From what I read on the site. U can bring in u just need ID papers of the fish


----------



## aprilsaquarium (Aug 22, 2016)

Some fish need permits. Check the list. And some
Planes won't allow
Liquid except for cargo dept. air Canada told me the liquid could leak and fry out the electrical. I was flying to Kelowna . 
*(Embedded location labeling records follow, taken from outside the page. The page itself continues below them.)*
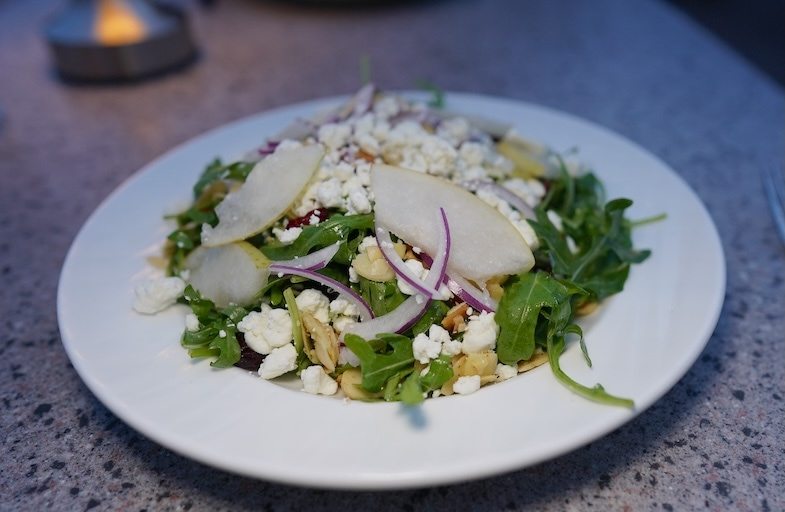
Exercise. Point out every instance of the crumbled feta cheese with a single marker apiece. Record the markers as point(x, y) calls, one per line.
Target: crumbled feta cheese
point(419, 272)
point(287, 236)
point(505, 371)
point(513, 215)
point(329, 193)
point(440, 155)
point(314, 302)
point(346, 356)
point(334, 135)
point(267, 329)
point(288, 145)
point(425, 349)
point(454, 130)
point(452, 348)
point(481, 333)
point(555, 219)
point(191, 322)
point(466, 385)
point(531, 191)
point(342, 306)
point(155, 295)
point(281, 360)
point(528, 233)
point(368, 241)
point(357, 201)
point(571, 245)
point(317, 382)
point(386, 107)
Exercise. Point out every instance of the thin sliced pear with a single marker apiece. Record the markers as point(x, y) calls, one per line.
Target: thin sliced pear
point(229, 274)
point(484, 243)
point(271, 188)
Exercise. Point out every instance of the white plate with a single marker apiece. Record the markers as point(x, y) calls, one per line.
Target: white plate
point(641, 342)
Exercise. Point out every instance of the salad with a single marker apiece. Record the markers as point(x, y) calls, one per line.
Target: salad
point(389, 250)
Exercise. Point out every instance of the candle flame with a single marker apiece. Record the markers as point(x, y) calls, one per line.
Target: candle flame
point(117, 24)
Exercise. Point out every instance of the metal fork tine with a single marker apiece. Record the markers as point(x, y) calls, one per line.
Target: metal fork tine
point(774, 185)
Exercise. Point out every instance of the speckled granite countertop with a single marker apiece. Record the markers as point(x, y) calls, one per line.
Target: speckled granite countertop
point(715, 442)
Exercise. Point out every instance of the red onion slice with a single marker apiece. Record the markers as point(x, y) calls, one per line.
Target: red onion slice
point(366, 314)
point(398, 265)
point(503, 193)
point(315, 261)
point(470, 294)
point(467, 292)
point(404, 316)
point(404, 272)
point(363, 100)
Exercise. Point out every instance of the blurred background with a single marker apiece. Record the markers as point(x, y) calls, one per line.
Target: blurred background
point(699, 83)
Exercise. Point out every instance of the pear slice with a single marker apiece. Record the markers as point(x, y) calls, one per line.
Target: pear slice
point(228, 274)
point(270, 189)
point(484, 243)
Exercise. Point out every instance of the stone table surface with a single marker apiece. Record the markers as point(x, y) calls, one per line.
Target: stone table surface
point(715, 441)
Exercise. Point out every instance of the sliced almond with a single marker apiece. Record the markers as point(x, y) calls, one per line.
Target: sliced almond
point(325, 341)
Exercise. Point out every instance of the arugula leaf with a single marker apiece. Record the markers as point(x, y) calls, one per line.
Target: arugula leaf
point(411, 390)
point(217, 171)
point(439, 372)
point(377, 368)
point(294, 313)
point(519, 312)
point(347, 229)
point(597, 393)
point(602, 234)
point(392, 386)
point(437, 100)
point(539, 306)
point(382, 297)
point(435, 313)
point(217, 335)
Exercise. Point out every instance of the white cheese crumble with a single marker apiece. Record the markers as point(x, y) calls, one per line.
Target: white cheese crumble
point(466, 385)
point(504, 371)
point(281, 360)
point(287, 236)
point(346, 356)
point(191, 322)
point(155, 295)
point(317, 382)
point(314, 302)
point(267, 329)
point(481, 333)
point(368, 241)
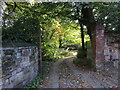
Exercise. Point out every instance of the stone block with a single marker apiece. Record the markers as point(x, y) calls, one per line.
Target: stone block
point(18, 78)
point(18, 70)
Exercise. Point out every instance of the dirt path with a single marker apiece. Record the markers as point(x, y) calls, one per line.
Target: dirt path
point(64, 74)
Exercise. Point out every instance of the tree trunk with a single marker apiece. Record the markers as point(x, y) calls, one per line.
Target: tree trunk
point(39, 52)
point(60, 42)
point(82, 36)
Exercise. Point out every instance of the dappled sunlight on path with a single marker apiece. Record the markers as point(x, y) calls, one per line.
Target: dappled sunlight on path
point(64, 74)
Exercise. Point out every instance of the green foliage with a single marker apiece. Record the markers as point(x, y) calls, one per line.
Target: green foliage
point(81, 53)
point(37, 81)
point(82, 59)
point(23, 30)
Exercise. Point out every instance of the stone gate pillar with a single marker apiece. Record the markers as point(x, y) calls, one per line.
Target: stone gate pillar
point(100, 42)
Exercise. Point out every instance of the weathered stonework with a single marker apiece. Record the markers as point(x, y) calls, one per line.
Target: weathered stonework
point(99, 46)
point(19, 66)
point(112, 48)
point(107, 49)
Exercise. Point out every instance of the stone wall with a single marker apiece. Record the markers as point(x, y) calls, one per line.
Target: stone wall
point(112, 48)
point(19, 66)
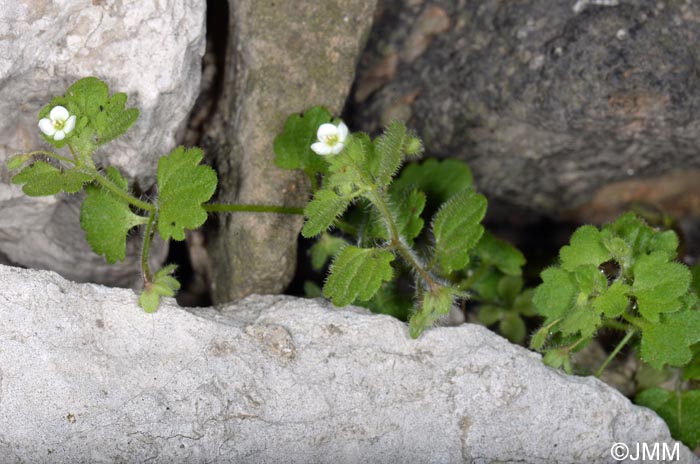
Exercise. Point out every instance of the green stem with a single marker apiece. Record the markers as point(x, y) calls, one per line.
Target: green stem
point(396, 242)
point(237, 208)
point(474, 277)
point(146, 249)
point(51, 155)
point(617, 349)
point(109, 185)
Sent from my iPhone using Tapatalk


----------



## MDT (Aug 8, 2014)

You can find extremely exclusive and unique Sulawesi shrimp in many parts of Asia, including Vietnam.
If that does interest you, contact me as I am also looking to import several species. I'd be very happy to assist with paper work and fees/costs.

Either way, good luck.


----------



## Shiyuu (Apr 9, 2011)

Quick question: what about rocks or dead corals to be used as display in the tank? Are those ok to bring in?


----------



## Tanku87 (Dec 1, 2016)

Yeah I'm thinking if my application goes wrong I'll just have to settle for some driftwoods and rocks. As they really cheap in vietnam. And maybe some bulb plants


----------



## hp10BII (Apr 23, 2010)

I'd be cautious of the bulb plants too.


----------



## rhennessey (Jul 25, 2014)

I think that rocks are probably ok....just heavy....but corals will have some restrictions if not totally banded otherwise there'd be mass coral cutting and killing to service the tourists...
Russ


----------



## aprilsaquarium (Aug 22, 2016)

Plants need a lot of permits and inspections . Corals also need permits I believe . And driftwood need inspection in case bugs .
Contact cfia and get info or they get thrown on a biosecure gsrbage can at customs . 
That's why things aren't cheap here . Permits etc 


Sent from my iPhone using Tapatalk


----------



## dino (Aug 29, 2011)

just watch boarder guards for an episode and you will see that anything that could carry bugs or parasites is a big deal. you will not be able to bring plants, corals, shells, foods, skeletons, skins etc


----------



## kim86 (Sep 5, 2012)

Bring back photos of what you liked over there and see if one of the sponsors can help bring those things in for you


----------



## SeaHorse_Fanatic (Apr 22, 2010)

Coral skeletons (known as live rock or dead live rock) will need a CITES permit.


----------



## hondas3000 (Apr 22, 2010)

Have you ever been to Vietnam yet? because from what I seen there is nothing good that you can bring back. They have fish market but its not like Thailand or Singapore. They mostly have community fish or simple fish only. Beside bringing things with you is very risky because of long flight, unlike cargo plane it travel direct. So even you get it here, live stock might be dead.


----------



## April (Apr 21, 2010)

From what I hear lately is Vietnam is doing a lot of breeding and sending to other countries for export.simgapore 



Sent from my iPad using Tapatalk


----------



## Tanku87 (Dec 1, 2016)

Been to a few shop in saigon, and it's not that great. They all have the same stock and plants. Nothing that I can't get back there...... 
Well at least I got to enjoy the luna new year festivals


----------



## VElderton (Jun 3, 2015)

Unless these have certified and approved inspection certificates ... no. I'd also be wondering how did the coral "died" in the first place. You wouldn't want to support illegal and destructive harvesting.


----------